Players receive "credits" for attending training sessions and must have a sufficient number to play in competitive games and also qualify for the League's "lifestyle" scheme which plans to offer courses in other leisure activities and sports administration. Some of those now playing in the League may become coaches themselves, and one, 28-year-old Billy Dwyer, whose address was once c/o Cardboard City, Blackfriars Bridge, has become a referee. Dwyer, who has four children with three different women and has been on the streets or behind bars since he was 19 for what he insists are minor offences, says: "I've been a dosser most of my life but thanks to football I'm now picking myself up." He now has ambitions to referee in the pro game.

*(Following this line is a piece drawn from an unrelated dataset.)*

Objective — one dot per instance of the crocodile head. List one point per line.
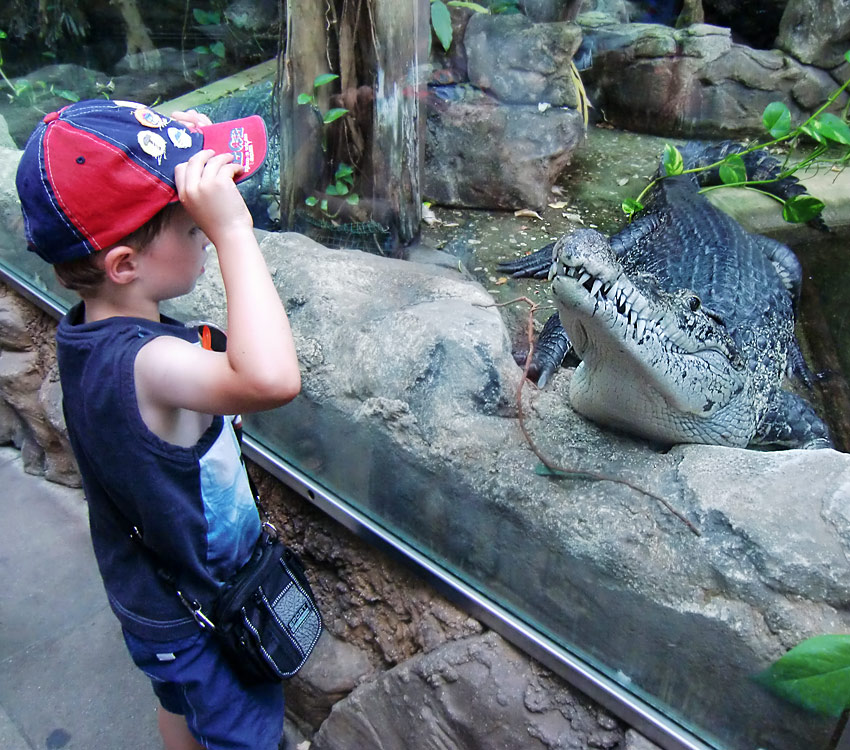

Such is the standard that it comes as no surprise to find a few ex-footballers among those who are now in this homeless and away league. One is a Sudanese Under-23 international, a refugee now playing for a north London team.

There are a couple of useful Bosnians and at Battersea we encountered 40-year-old Vince Richards, whose ball-juggling earmarked him as someone who knew a bit about the game. It turns out that he was a former England schoolboy trialist, then a regular in semi-pro football, last playing for Horsham. But, as he explained, his career was rudely interrupted. "I've been a bad boy. I had to go away for a bit." How long? "Seven years." What for? "Selling drugs. But that's all behind me now."

Like 34-year-old Rob Cooper, he has also worked as a chef and hopes to get back into the profession. Cooper, who lost his job due to an industrial injury and was subsequently evicted from his flat, has an estranged family in Manchester but was sleeping rough in London before getting hostel accommodation. "These football sessions are something to look forward to," he says. "Also it makes you more tolerant as a person. Some guys still have a lot of anger in them and it helps calm you down." Cooper says he has been rehabilitated medically and that football is helping him to find his feet again. "I no longer think I'm unemployable."

Now, for some of the more talented, there is Brazil to look forward to, plus the possibility of taking part next year in the first Homeless World Cup, at Graz, Austria, for which England team-trials take place at Manchester United's old training ground, The Cliff. These are being sponsored by The Big Issue. How remarkable that until Doc Hatton and his Street League came along the nearest some of the players had been to football was outside the grounds, selling it.